Vu la procédure suivante :
Mme B...A...a demandé au tribunal administratif de Cergy-Pontoise d'annuler pour excès de pouvoir la décision du 9 janvier 2014 par laquelle le maire de Châtenay-Malabry a refusé de publier la tribune du groupe d'opposition " Tous ensemble à la mairie " dans le bulletin municipal.
Par un jugement n° 1400802 du 17 décembre 2014, le tribunal administratif de Cergy-Pontoise a rejeté sa demande.
Par un arrêt n° 15VE00563 du 13 octobre 2016, la cour administrative d'appel de Versailles a rejeté l'appel qu'elle a formé contre ce jugement.
Par un pourvoi sommaire, un mémoire ampliatif et un nouveau mémoire, enregistrés les 19 décembre 2016, 20 mars 2017 et 15 septembre 2017 au secrétariat du contentieux du Conseil d'Etat, Mme A... demande au Conseil d'Etat :
1°) d'annuler cet arrêt ;
2°) réglant l'affaire au fond, de faire droit à son appel ;
3°) de mettre à la charge de la commune de Châtenay-Malabry la somme de 4 000 euros au titre de l'article L. 761-1 du code de justice administrative.
Vu les autres pièces du dossier ;
Vu :
- le code général des collectivités territoriales ;
- la loi du 29 juillet 1881 ;
- le code de justice administrative ;
Après avoir entendu en séance publique :
- le rapport de M. Pierre Lombard, maître des requêtes,
- les conclusions de Mme Emmanuelle Cortot-Boucher, rapporteur public ;
La parole ayant été donnée, avant et après les conclusions, à Me Bouthors, avocat de Mme A...et à la SCP Gaschignard, avocat de la commune de Châtenay-Malabry ;
Considérant ce qui suit :
1. L'article L. 2121-27-1 du code général des collectivités territoriales dispose : " Dans les communes de 3 500 habitants et plus, lorsque la commune diffuse, sous quelque forme que ce soit, un bulletin d'information générale sur les réalisations et la gestion du conseil municipal, un espace est réservé à l'expression des conseillers n'appartenant pas à la majorité municipale ". L'article 29 de la loi du 29 juillet 1881 sur la liberté de la presse dispose : " Toute allégation ou imputation d'un fait qui porte atteinte à l'honneur ou à la considération de la personne ou du corps auquel le fait est imputé est une diffamation.

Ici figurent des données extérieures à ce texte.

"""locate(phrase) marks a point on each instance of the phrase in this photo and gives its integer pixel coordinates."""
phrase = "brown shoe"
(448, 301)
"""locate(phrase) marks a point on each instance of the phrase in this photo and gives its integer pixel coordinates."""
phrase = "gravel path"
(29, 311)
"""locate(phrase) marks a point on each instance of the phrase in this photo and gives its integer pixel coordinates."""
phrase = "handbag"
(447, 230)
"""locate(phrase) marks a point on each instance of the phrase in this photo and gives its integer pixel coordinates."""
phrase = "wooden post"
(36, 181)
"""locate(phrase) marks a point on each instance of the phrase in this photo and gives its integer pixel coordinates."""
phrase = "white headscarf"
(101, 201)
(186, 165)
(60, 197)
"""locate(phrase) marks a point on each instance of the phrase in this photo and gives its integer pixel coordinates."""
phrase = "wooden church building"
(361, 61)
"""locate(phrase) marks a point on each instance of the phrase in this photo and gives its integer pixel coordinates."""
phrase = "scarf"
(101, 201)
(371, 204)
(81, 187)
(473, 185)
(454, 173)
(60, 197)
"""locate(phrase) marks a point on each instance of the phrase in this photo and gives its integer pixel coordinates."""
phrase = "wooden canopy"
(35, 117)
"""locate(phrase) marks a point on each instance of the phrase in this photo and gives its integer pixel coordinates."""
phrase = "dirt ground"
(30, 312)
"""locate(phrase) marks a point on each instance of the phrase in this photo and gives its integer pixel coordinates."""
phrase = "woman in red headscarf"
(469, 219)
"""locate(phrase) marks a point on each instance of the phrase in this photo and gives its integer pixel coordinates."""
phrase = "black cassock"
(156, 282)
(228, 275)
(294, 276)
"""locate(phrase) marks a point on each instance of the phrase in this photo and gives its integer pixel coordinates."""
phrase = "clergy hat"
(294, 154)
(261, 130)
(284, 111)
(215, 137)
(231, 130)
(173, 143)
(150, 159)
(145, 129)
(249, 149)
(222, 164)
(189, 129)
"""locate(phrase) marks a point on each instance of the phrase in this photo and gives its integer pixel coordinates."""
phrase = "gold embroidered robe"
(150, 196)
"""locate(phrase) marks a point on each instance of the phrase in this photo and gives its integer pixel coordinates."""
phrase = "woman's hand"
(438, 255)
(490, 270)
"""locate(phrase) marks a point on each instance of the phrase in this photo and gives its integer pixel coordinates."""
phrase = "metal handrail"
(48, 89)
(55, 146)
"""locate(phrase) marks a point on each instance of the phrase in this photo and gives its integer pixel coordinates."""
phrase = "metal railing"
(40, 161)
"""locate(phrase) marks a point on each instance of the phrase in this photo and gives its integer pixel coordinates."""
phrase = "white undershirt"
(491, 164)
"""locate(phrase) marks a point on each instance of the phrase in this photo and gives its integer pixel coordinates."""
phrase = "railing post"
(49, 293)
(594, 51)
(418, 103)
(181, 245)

La publication directe ou par voie de reproduction de cette allégation ou de cette imputation est punissable, même si elle est faite sous forme dubitative ou si elle vise une personne ou un corps non expressément nommés, mais dont l'identification est rendue possible par les termes des discours, cris, menaces, écrits ou imprimés, placards ou affiches incriminés. / Toute expression outrageante, termes de mépris ou invective qui ne renferme l'imputation d'aucun fait est une injure ". Aux termes de l'article 42 de cette loi : " Seront passibles, comme auteurs principaux des peines qui constituent la répression des crimes et délits commis par la voie de la presse, dans l'ordre ci-après, savoir : / 1° Les directeurs de publications ou éditeurs, quelles que soient leurs professions ou leurs dénominations (...) ".

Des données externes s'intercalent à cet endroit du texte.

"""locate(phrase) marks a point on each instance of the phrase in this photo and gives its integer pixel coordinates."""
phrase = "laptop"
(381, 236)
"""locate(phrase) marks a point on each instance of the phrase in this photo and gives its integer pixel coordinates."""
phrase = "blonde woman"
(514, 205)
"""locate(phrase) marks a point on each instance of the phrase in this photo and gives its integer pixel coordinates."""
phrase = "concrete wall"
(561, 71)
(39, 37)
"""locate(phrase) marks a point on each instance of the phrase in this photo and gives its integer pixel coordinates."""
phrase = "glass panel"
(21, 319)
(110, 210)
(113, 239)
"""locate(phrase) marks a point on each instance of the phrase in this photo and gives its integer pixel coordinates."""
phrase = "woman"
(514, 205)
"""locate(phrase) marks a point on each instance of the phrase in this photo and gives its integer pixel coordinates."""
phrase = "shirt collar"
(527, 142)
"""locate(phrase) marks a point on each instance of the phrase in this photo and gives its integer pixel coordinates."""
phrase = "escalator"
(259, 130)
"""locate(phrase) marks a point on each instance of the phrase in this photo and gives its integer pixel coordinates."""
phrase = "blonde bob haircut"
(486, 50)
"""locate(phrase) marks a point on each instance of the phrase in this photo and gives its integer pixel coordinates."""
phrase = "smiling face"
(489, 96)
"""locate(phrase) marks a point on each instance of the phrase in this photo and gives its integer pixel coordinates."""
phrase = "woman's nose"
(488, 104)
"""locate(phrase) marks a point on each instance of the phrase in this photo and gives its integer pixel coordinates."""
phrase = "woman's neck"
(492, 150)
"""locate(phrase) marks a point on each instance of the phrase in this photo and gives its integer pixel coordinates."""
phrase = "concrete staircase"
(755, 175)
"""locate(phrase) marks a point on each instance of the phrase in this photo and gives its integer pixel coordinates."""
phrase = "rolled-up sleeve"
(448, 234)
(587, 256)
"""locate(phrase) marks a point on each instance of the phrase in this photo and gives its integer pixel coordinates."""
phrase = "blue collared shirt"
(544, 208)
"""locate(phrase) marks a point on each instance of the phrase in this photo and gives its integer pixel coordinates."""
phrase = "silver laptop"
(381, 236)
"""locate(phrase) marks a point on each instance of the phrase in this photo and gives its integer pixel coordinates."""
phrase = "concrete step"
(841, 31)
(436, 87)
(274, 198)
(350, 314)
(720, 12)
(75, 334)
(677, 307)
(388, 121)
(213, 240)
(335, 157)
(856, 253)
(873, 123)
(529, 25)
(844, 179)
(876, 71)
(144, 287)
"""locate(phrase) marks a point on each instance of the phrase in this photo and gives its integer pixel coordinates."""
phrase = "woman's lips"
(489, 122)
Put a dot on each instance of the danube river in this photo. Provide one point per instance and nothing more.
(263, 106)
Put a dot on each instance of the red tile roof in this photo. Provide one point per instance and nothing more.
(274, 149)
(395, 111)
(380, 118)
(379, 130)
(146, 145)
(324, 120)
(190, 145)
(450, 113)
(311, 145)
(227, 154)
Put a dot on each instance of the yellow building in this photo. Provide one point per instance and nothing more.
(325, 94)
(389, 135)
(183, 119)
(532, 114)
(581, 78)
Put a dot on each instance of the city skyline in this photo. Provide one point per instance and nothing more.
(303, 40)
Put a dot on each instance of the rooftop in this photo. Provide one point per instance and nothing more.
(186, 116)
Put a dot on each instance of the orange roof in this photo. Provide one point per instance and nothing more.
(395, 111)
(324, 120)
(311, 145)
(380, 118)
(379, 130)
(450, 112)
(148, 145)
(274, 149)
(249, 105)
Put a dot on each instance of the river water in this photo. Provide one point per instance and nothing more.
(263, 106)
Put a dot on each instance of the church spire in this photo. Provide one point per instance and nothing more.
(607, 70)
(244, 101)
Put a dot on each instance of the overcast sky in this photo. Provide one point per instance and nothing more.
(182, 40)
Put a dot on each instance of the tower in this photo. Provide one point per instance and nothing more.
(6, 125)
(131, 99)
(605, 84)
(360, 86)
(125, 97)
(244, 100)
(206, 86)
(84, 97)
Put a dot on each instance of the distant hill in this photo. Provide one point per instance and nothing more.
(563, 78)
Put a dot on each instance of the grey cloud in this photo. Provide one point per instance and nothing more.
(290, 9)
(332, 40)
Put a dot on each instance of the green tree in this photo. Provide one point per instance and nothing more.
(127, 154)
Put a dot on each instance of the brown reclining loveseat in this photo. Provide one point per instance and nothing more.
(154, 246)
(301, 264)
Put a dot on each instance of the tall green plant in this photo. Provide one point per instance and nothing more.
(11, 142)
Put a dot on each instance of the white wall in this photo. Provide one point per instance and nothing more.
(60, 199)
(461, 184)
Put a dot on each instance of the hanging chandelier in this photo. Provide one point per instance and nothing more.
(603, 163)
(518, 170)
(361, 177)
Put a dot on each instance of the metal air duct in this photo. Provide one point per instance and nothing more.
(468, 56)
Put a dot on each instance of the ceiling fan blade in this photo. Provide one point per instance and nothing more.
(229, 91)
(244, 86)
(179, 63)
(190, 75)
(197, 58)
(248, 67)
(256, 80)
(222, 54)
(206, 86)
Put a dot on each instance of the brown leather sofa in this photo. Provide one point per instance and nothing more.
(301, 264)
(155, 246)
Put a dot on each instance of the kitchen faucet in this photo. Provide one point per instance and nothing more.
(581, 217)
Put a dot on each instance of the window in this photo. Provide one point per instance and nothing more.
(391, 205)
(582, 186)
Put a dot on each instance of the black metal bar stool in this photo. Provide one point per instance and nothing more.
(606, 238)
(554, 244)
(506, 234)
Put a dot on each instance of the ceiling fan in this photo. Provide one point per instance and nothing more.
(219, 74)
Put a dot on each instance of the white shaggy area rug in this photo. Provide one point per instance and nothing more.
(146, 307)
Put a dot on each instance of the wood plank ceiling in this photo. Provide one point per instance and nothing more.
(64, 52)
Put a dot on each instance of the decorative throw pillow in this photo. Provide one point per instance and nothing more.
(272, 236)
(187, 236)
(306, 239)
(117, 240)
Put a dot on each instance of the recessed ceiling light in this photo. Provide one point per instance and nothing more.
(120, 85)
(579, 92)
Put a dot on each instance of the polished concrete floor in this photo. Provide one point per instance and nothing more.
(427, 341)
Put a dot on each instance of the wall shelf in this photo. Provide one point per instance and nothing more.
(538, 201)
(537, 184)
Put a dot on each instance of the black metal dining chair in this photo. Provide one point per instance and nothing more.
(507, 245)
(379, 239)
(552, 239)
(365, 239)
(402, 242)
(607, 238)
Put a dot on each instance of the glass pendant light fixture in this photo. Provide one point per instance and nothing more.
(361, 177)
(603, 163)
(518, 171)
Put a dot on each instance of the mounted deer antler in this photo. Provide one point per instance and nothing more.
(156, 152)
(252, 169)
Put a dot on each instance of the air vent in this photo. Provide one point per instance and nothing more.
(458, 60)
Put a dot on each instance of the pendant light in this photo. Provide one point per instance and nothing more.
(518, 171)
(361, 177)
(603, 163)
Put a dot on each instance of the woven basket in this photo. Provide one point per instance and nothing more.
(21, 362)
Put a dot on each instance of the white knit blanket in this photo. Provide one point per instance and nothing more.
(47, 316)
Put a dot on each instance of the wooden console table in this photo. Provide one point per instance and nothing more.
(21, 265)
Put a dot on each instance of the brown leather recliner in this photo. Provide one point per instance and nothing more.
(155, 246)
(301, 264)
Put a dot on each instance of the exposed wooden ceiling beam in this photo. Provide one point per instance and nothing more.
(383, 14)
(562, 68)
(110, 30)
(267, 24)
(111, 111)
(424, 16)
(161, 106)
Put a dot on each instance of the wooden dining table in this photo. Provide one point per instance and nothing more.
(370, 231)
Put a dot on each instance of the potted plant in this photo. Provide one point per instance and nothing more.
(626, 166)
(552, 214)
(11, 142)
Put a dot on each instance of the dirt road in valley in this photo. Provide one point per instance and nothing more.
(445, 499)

2. Il résulte des dispositions de l'article L. 2121-27-1 du code général des collectivités territoriales qu'une commune de 3 500 habitants et plus est tenue de réserver dans son bulletin d'information municipale, lorsqu'elle diffuse un tel bulletin, un espace d'expression réservé à l'opposition municipale. Ni le conseil municipal ni le maire de la commune ne sauraient, en principe, contrôler le contenu des articles publiés, sous la responsabilité de leurs auteurs, dans cet espace. Il en va toutefois autrement lorsqu'il ressort à l'évidence de son contenu qu'un tel article présente un caractère manifestement outrageant, diffamatoire ou injurieux au regard des dispositions précitées de la loi du 29 juillet 1881.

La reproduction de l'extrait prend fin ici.